I have the same expectation - that's what a switch does, both in real life, and on devics. You toggle it, the thing happens. So I don't think this is 1 in 100,000.


For what it’s worth, I have the same expectation and have been applying it to forms since IOS 3 or 4.

If we’re going to have a switch-looking thing, it’s because it brings some skeuomorphic affordance with it: I think “off/on with immediate effect” seems like exactly the thing it should bring to differentiate from a checkbox.


Having a weird design language expressly for immediate-effect entities is absurd & dumb. There's other context we should be using to set expectations, rather than creating parallel systems that do the same thing but through gentle skeuomorphisms imply something. Currently we have checkboxes and checkboxes alone as distinct, but it feels like this line of logic should be extended further if this is the implication.

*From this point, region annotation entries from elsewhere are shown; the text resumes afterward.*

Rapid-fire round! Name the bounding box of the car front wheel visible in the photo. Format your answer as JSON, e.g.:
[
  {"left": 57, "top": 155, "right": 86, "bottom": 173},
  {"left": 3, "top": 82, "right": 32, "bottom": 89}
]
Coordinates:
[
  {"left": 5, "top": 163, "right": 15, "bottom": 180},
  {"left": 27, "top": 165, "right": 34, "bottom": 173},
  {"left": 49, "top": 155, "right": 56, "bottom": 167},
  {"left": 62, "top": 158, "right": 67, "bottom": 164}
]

I think it's still 1 in 100,000 in any broad sense of people, not just Apple-fans on HN. Especially not folks who are already reading the thread.


This feels like an old way of thinking. We used to have to submit to CGI, and it would have been very disruptive to do every time a control changed.

We don't have this separation for textboxes, radio boxes or selectors, so why do we need it for checkboxes?


Didn't Marquee and Blink elements get removed? That's progress.


Honestly, I don't understand why blink was removed: the use was pretty niche, but it existed and now people are doing crap with Javascript to do the same effect and spending tons of CPU cycles out of the window.


You can do it in CSS only.


Sure, like many things, and you should because it's going to be hardware accelerated, but in practice people don't.